In the end, Chapadjiev’s goal was to change the stigma behind the connection between self-destruction and creativity: “We have been taught that self-destruction is an awful thing. ‘It is bad,’ we’ve been told by therapists, psychologists, and those who do not understand its seduction. I would like to edit that. Instead of ‘It is bad,’ I would like for it to read, ‘It is.'”

This powerful collection of voices provides new insight into the concept of self-destruction and, perhaps more importantly, offers hope to everyone who has felt these forces.

According to Her Contours by Nancy Boutilier (Black Sparrow Press)

When Nancy Boutilier published her first collection of poems, According to Her Contours, in 1992, she was quickly recognized for her strong voice and contribution to lesbian poetry. The book was a finalist for the Lambda Literary Award for Poetry, as was her second collection, On the Eighth Day Adam Slept Alone.

A high school English teacher and athletic director, Boutilier’s poems take on a variety of subjects, from the classroom to the basketball court to matters of the heart. According to Her Contours is divided into five sections: “Third Person,” “To Throw Like a Boy,” “Relationships Blossom,” “Love Flowers” and “The Goddess Smiles.”

Poetry may seem like a strange place to explore the body and mind of an athlete, but this is exactly where Boutilier is at her best. In the poem “To Throw Like a Boy,” she describes her growth into womanhood despite her desire to be “one of the guys” on the field.

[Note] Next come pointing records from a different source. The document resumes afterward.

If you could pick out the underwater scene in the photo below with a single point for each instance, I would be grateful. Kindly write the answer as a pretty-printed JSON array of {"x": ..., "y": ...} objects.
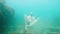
[{"x": 29, "y": 16}]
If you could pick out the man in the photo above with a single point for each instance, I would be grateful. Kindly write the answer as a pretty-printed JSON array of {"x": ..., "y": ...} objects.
[{"x": 6, "y": 14}]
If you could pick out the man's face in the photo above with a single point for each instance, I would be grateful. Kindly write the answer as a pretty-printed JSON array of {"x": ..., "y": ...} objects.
[{"x": 1, "y": 1}]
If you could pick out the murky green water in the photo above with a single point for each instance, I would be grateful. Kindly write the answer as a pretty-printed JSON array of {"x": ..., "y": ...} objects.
[{"x": 47, "y": 10}]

In “A Child’s Logic,” Boutilier re-examines that desire and how she came to a new understanding about herself:

Child’s logic told me

I wanted to be a boy

when all I wanted was to love

and be loved

by girls.

Many of the poems in the collection also reveal Boutilier’s struggle with an eating disorder and an athlete’s obsession with trying to mold the perfect body. In “Charting Progress,” she writes about her first year in college:

Felt giddy

Beautiful

Lettuce

no fat

bones.

The book takes a turn in “Relationships Blossom” as Boutilier experiences her first kiss (“soon I think of nothing but your tongue”) and comes to terms with her lesbianism (“My mother would die to see me/In the arms of another woman,/But I had to see for myself”).

The poems in According to Her Contours are powerful meditations on identity, power, loss and redemption.